The problem, though, was that providing comprehensive arterial road networks at the same time led to declining cycling on the paths, and secluded paths also meant personal safety issues through lack of natural surveillance.
The prevailing culture of planning for motor traffic having priority inevitably led to arguably substandard path design. Another problem was hostility to cyclists on the roadways, not only by the motoring public, but also transport planners, who assumed the comprehensive path systems provided well for all cycling movement, so cyclists ‘would not need’ and therefore ‘should not use’ the roads.
In reaction, and to highlight cyclists’ equal rights on the road, John Forrester in the USA argued that cyclists should cycle ‘vehicularly’ among motor traffic – ‘behave like a car’. His among-motor-traffic cycling skills guide ‘Effective Cycling’ was published by the prestigious Massachusetts Institute of Technology. Some advocates of Forrester’s thinking, taken to its logical conclusion, argued that there should not be any need for ‘cycling facilities’ (dedicated cycling infrastructure).
Over the same period John Franklin, from the UK Milton Keynes New City known for its comprehensive ‘redway’ network of shared paths (which Franklin argued were more dangerous than the roads), wrote ‘Cyclecraft’, again a guide to among-motor-traffic cycling skills, this time originally published by cycling advocates but later republished by the UK Ministry of Transport.

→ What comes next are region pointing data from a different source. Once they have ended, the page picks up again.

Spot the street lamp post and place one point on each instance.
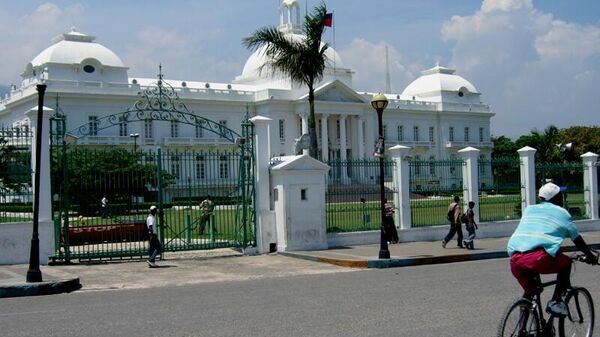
(379, 103)
(34, 274)
(134, 136)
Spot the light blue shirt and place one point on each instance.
(544, 225)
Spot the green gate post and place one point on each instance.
(211, 226)
(161, 229)
(188, 228)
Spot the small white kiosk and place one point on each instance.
(298, 194)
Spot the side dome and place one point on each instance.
(252, 67)
(436, 80)
(75, 47)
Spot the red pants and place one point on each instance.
(538, 261)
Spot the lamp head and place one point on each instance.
(379, 101)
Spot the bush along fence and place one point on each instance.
(15, 175)
(421, 190)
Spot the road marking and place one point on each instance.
(31, 312)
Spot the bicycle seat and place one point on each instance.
(535, 279)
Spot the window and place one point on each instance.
(89, 69)
(417, 165)
(432, 166)
(223, 168)
(148, 130)
(93, 124)
(199, 131)
(223, 128)
(123, 127)
(200, 168)
(174, 129)
(282, 130)
(175, 166)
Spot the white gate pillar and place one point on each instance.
(399, 154)
(527, 155)
(471, 178)
(265, 230)
(590, 184)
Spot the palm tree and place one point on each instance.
(303, 60)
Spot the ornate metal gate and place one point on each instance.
(102, 194)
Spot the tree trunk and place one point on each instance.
(312, 131)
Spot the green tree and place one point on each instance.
(116, 173)
(303, 60)
(15, 169)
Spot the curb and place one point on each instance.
(41, 288)
(409, 261)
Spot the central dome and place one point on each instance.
(259, 58)
(73, 48)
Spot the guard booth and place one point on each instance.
(298, 194)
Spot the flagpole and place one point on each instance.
(333, 28)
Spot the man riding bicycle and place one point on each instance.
(534, 247)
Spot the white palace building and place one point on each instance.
(436, 115)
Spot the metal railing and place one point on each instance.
(16, 196)
(353, 194)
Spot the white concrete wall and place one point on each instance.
(15, 242)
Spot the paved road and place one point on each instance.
(435, 300)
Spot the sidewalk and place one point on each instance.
(225, 265)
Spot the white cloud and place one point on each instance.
(533, 69)
(367, 59)
(27, 35)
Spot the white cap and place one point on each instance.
(548, 191)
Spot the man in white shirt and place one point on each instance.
(153, 242)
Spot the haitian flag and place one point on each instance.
(328, 21)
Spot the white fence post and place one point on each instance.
(399, 155)
(590, 184)
(265, 231)
(471, 178)
(527, 155)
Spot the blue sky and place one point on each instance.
(536, 62)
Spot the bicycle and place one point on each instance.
(525, 318)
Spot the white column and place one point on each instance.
(343, 147)
(527, 155)
(590, 184)
(324, 138)
(399, 155)
(45, 208)
(361, 138)
(471, 178)
(264, 228)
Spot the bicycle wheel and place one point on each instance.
(519, 320)
(580, 319)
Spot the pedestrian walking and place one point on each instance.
(104, 206)
(470, 225)
(153, 242)
(389, 227)
(455, 225)
(207, 207)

The debate on whether cyclists need off-road paths or should ‘skill up’ and ‘behave like a car’ on roadways has run and run over the years, and at times has been very fractious. Opponents of the ‘vehicular cycling’ approach have pointed out it is impracticable for all potential cyclists to safely cycle ‘vehicularly’ among traffic, citing for example children or those new to cycling. Some New Zealand cycling advocates have argued that a ‘vehicular cycling’ focus may distract official attention away from providing separated cycleways (and some have also opposed footpath cycling legalisation for the same reason).
Some, such as the UK Sustrans cycle path charity, from the 1980s consciously sought to attract current non-cyclists through a programme of inter-urban off-road paths. In more recent years Roger Geller from Portland, USA, has theorised a population categorisation according to people’s likelihood of taking up cycling. Between a small proportions of “strong and fearless” (who cycle among traffic), and “no way no how” (who would never cycle no matter what incentives), a large proportion in Geller’s categorisation were “interested but concerned”, saying they would cycle if off-road paths were provided.

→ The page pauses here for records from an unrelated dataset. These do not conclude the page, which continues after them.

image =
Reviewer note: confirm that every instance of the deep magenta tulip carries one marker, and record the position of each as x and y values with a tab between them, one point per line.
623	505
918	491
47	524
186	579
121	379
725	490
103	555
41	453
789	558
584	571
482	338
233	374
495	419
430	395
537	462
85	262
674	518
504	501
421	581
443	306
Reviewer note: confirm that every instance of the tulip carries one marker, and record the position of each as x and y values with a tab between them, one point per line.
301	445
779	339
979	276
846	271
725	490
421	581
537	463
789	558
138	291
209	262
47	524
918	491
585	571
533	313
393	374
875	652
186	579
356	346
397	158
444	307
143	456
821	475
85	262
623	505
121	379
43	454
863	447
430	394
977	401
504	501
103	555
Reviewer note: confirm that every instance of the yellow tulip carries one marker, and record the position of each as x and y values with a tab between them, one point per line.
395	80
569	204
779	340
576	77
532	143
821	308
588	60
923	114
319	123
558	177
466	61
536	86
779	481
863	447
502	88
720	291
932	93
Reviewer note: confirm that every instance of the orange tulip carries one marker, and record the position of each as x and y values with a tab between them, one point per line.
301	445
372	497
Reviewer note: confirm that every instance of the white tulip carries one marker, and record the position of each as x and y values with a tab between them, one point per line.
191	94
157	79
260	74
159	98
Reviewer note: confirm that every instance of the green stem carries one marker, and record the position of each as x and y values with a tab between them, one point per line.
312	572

Coming at the same time as improved cycling facility designs, this led on in New Zealand since 2014 (see elsewhere in this book) to a focus on off-road separated path provision within road boundaries, or alternatively paths shared with people on foot, or legalised cycling on roadside footpaths (also see elsewhere in this book on issues surrounding this).

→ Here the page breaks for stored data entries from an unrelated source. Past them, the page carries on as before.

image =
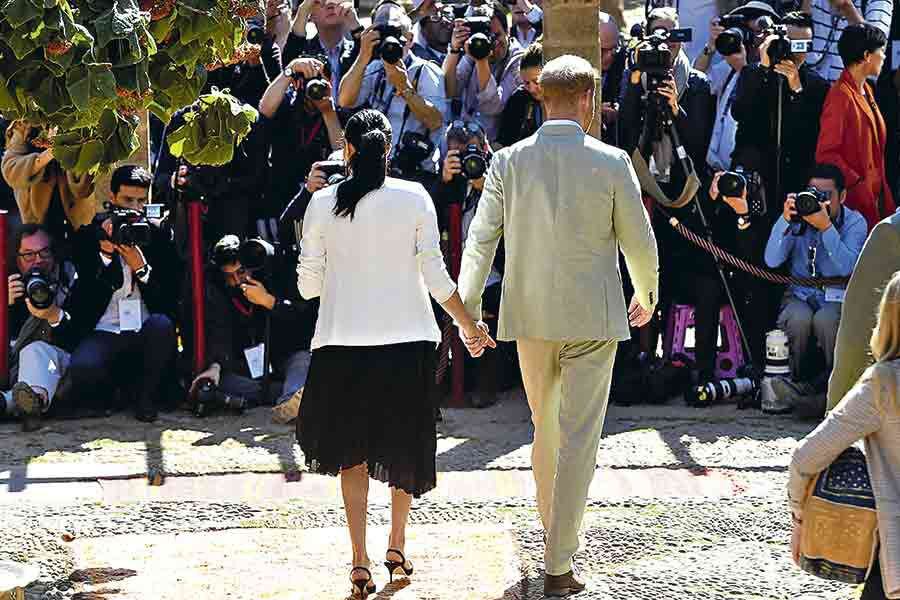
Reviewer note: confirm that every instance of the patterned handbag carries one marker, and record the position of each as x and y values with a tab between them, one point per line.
839	534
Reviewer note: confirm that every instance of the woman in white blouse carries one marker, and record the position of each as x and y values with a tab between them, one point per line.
870	411
370	250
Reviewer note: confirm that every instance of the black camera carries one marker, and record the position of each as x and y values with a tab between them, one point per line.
481	38
474	162
39	289
129	227
335	171
208	397
735	36
390	46
809	202
410	152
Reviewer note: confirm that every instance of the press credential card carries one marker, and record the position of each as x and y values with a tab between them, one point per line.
255	359
130	315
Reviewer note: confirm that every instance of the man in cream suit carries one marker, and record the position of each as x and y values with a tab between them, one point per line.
565	204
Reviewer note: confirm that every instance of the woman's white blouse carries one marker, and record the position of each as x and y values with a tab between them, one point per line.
374	273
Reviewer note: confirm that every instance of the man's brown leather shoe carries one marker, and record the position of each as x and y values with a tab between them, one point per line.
558	586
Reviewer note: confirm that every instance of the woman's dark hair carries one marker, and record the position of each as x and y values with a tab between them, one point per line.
533	57
858	39
370	133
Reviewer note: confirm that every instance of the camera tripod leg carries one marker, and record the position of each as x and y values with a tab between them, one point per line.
688	167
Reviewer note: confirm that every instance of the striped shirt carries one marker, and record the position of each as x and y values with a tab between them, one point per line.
828	28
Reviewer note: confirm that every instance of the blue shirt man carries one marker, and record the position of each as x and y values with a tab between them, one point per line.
827	246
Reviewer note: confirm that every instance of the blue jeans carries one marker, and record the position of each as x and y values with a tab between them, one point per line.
103	361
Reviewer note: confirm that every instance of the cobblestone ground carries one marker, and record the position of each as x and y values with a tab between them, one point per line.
651	542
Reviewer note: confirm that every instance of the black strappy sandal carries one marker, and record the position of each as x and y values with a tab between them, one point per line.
362	587
398	568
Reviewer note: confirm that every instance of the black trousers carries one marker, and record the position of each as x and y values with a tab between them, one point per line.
135	360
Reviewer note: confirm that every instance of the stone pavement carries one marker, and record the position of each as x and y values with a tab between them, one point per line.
686	504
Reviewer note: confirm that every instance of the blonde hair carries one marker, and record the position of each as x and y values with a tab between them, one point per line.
567	77
885	342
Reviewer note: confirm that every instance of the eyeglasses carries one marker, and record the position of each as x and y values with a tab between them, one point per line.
29	256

The arguments will no doubt continue to run and run. Largely missing from them, however, has been measures affecting motor traffic volumes and speeds, or the relative attractiveness of choosing to drive rather than cycle. An approach mainly or largely based around providing ‘cycling facilities’, of whatever type, has always had at best only a marginal effect on the amount or safety of cycling, because driving remains more attractive and therefore most people’s preferred transport choice. And ‘behaving like a car’ among motor traffic doesn’t attract new people to cycling either.
Another casualty of the debate, possibly consciously or unconsciously discouraged under a prevailing approach based on provision of dedicated cycling infrastructure, has been the extreme scarcity of any training or coaching opportunities, especially for adults, on safe cycling skills among motor traffic.